George Zachariah summarises one of his presentations at the Ecumenical Conversation on “Creation Justice Now! Climate Action and Water for Life” at the 11th Assembly of the World Council of Churches held in Karlsruhe, Germany.

Biblical reflections on the groaning of creation offer us alternative perspectives to understand the climate and water crisis. The distress of the earth is not God’s curse to punish us. Rather it is the consequence of systemic sin. As Isaiah observes, “The poor and needy search for water, but there is none; their tongues are parched with thirst” (Isaiah 41:17). The prophet in another place explains the reason for this experience of water injustice: “The earth lies polluted under its inhabitants; for they have transgressed laws, violated the statutes, broken the everlasting covenant” (Isaiah 24:5).

A contextual scan of our waterbodies reveals that the coastal commons and the seabed are the new economic frontiers of our times. Under the blue economy, the use, access and control of the coastal commons and the seabed are transferred from the Indigenous communities to the transnational corporations. The blue economy is a threat to the economy of life as it propagates an ideology that commoditizes the waterbodies and alienates the Indigenous communities, the guardians, and custodians of the moana, from their habitat and livelihood. Hence, the campaign of the Pacific Conference of Churches for a global ban on deep sea mining, requires our support and solidarity.

Through the monetization of the waterbodies, this life-giving commonwealth is destroyed and grafted into market regimes. Accumulation by dispossession further delegitimizes the water-based traditional communities, their cultural practices, and their practices of creation care. The privatization of water has converted our sacred commons into private property. As Mark Allman rightly observes, “When water becomes an expensive commodity, it no longer functions as a symbol of God’s freely given redemptive grace; instead, it symbolizes oppression and the commodification of grace.”

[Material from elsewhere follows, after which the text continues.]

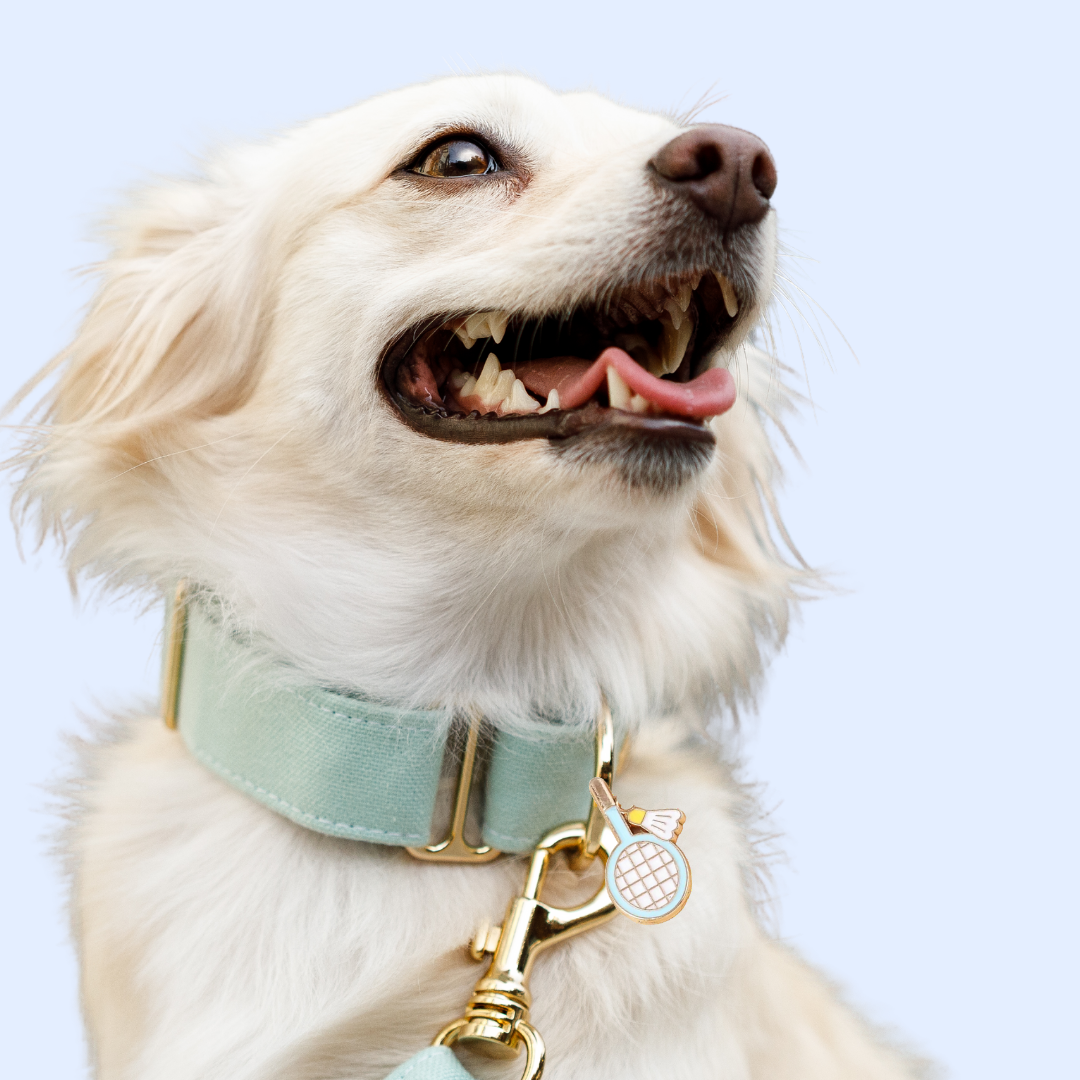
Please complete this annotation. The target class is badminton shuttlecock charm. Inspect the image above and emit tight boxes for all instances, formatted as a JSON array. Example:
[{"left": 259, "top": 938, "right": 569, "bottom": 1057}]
[{"left": 589, "top": 777, "right": 690, "bottom": 922}]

We come across different cries of thirst in the Bible. The book of Genesis narrates the cry of thirst of a single mother and her child (Genesis 21: 15-19). The intimate violence on a slave woman’s body and the dispossession of their inheritance rights are the reasons for their desert experience and their cry of thirst. The story of Hagar and Ishmael provides us with a new lens to understand the contemporary crisis of water. It exposes the correlation between colonialism, patriarchy, racism, accumulation and water injustice.

The gospel narratives resound yet another cry of thirst. It is the cry from the cross, “I thirst.” It was Jesus’ unwavering commitment “to have life and to have it abundantly” that made him quarrel with the empires of his time. His system-threatening life was the reason for him to cry, “I thirst.” According to Global Witness Report, more than 200 water protectors and land defenders lost their lives in 2021 due to the violence unleashed by corporations and police forces. Jesus’ cry of thirst, therefore, is an affirmation of the divine solidarity with all who thirst and fight for water, dignity and justice.

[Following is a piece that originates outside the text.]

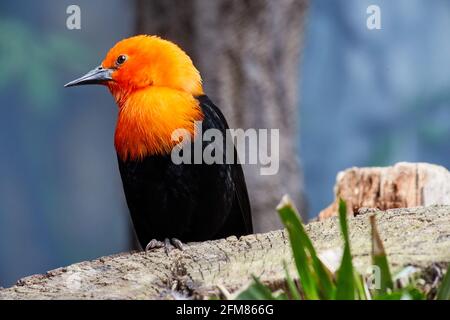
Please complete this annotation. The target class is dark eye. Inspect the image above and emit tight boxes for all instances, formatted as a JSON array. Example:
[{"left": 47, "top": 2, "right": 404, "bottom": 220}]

The colonized and the dispossessed who cry for water, experience the Divine as wells and springs of water in the deserts. These laments of thirst are not the helpless cry of passive victims. Rather, they expose the inherent sinfulness of the prevailing order and demonstrate the resilience of the communities to decolonize and redeem the earth.

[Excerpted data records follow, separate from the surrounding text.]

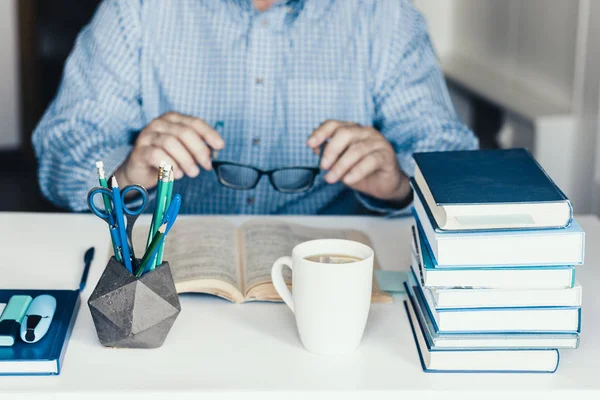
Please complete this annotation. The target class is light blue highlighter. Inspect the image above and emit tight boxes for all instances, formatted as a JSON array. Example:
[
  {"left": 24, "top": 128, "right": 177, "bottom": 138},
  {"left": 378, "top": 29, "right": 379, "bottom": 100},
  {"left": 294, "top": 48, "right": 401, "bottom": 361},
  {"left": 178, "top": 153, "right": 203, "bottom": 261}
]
[
  {"left": 0, "top": 295, "right": 31, "bottom": 346},
  {"left": 21, "top": 294, "right": 56, "bottom": 343}
]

The book of Revelation proposes an alternative vision of water—water is a free gift for all. “To the one who is thirsty I will give to drink from the spring of the water of life as a gift” (21:6). “Let everyone who is thirsty come. Let everyone who wishes, take the water of life as a gift” (22:17). This is the vision of an economy of life where the water bodies are redeemed from the shackles of capitalism and restored as the commonwealth of all living beings. The promise of free access to clean and pure water for all is therefore the divine rejection of the prevailing political economy of privatization and commodification of our water bodies.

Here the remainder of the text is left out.